UPDATE 2014-07-02: Adaptors are not really evil. We are currently developing both Connectors and Adaptors. The point of these articles is to help you draw your own conclusions. : )
Previously I discussed the Plexi Adaptor framework for the Google Search Appliance. Adaptors can provide a simple and elegant way to index a content repository. An Adaptor sits in front of a repository, making it behave like a web site from the GSA’s perspective. This off-loads the state-management and queue-management to the GSA’s built-in web crawler, simplifying the implementation.
But I mentioned that I was leery of Adaptors. I have written dozens of connectors and I like the control that the Connector Manager framework affords. I have written Connectors that do not seem transferable to the Adaptor methodology. I would like to discuss a few reasons that I am not completely letting go of Connectors.
Change Detection
When I implement connectors with complex hierarchical ACL’s or that require joining multiple database tables, I often have to track the state of multiple objects to do change detection. For example, the ACLs in our Atlassian JIRA Connector take into consideration various objects, including the Project, Permission Schemes, Issue Schemes and Custom Attributes, to compute the ACL for a single Issue. Changes could occur in any of these objects, with ripple effects throughout the entire repository. Implementing stateless change-detection with a Retriever would be very difficult because these permission objects, and the complex interactions between them, do not have timestamps to reveal modifications. Instead, we store a snapshot of the permissions for each object in our Connector, and that allows us to quickly check for even subtle changes to the permissions. There is nothing that prevents an Adaptor from storing this kind of state information, but it goes against the recommended design.
Sequential Iteration
Some API’s, like the Seedlist API used in IBM WCM, Quickr and Connections, are designed to be iterated sequentially. There is no way to jump back to an arbitrary item after it has been retrieved. While the Seedlist API would make the Lister interface easy to implement, it would make the Retriever interface much more difficult. Entirely different API’s would have to be used to retrieve data for a specific item on demand, which is wasteful, since all the data was present in the initial Seedlist responses.

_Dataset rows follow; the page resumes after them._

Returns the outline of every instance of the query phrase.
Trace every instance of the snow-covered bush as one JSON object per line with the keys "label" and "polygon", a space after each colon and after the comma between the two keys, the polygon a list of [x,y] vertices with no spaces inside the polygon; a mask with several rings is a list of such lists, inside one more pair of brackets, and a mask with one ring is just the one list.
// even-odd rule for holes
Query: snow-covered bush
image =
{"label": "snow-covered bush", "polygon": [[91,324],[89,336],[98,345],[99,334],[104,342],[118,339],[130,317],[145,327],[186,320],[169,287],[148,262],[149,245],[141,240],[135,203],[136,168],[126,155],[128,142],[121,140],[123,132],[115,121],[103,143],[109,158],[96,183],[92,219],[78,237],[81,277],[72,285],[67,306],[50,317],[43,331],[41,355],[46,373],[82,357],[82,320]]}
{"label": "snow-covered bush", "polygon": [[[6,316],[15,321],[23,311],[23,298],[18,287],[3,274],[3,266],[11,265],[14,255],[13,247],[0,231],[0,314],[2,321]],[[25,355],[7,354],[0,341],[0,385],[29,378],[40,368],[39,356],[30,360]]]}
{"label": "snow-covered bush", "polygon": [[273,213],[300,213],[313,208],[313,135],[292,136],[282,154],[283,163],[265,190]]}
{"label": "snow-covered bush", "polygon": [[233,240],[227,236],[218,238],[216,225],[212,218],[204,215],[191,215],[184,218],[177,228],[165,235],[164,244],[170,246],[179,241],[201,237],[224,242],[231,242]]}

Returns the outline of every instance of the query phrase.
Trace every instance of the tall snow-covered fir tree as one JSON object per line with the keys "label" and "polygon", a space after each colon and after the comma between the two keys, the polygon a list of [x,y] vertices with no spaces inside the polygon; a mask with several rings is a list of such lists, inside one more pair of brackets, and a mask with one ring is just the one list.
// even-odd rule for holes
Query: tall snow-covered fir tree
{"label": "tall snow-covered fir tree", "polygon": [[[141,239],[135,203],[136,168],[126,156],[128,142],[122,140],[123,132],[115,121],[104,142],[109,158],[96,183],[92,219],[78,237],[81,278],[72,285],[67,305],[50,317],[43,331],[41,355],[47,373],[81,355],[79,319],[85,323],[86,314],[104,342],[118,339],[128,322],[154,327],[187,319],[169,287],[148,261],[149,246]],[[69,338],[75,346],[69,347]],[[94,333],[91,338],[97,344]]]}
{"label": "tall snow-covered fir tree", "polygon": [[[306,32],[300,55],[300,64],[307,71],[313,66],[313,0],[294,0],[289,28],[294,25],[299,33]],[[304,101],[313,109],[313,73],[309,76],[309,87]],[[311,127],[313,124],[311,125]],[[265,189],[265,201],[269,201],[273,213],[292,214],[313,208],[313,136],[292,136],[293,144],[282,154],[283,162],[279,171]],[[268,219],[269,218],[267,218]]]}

I have run across several applications that have this sort of firehose API, where you are pushed or pull all incremental changes as they occur. This is a natural fit for a traditional Connector, where metadata, content, and ACLs are all pushed to the GSA simultaneously. Our IBM Connectors retrieve the items from each incremental Seedlist response, and then deliver them in their entirety to the GSA according to the batch size dictated by the Connect Manager. There is a little added complexity here, because the Seedlist pagination does not always match the traversal cycle and batch size, but we developed a buffer mechanism that makes this a non-issue.
API Quotas
Some API’s, like Salesforce.com or JIVE, have quotas that can be exceeded or incur additional cost. Like the problem with sequential iteration, being able to fetch all of the information at one time can reduce the number of API calls to the application (note: the same problem can affect database connectors – running one large query vs. many small queries). With a Lister/Retriever, we have to make one API call to retrieve the list of records, and then at least one additional query for every record when the Retriever is invoked. And if the Lister does not use the crawl-once feature so it can push its own incremental updates, then additional API calls we be used for every subsequent recrawl of every single item, at the GSA’s discretion.
With a traditional connector, like our Salesforce.com Connector, we can run a query that will retrieve all of the metadata and content for hundreds of items at a time in a single API call. The same is true for incremental updates. (note: I am ignoring the fact that for large numbers of items or updates, we might have to make multiple API calls to fetch them all)
Many of our connectors push the limits of what can be retrieved in a single API call or a single SQL query, but the performance benefits are huge — for both traversal and change detection.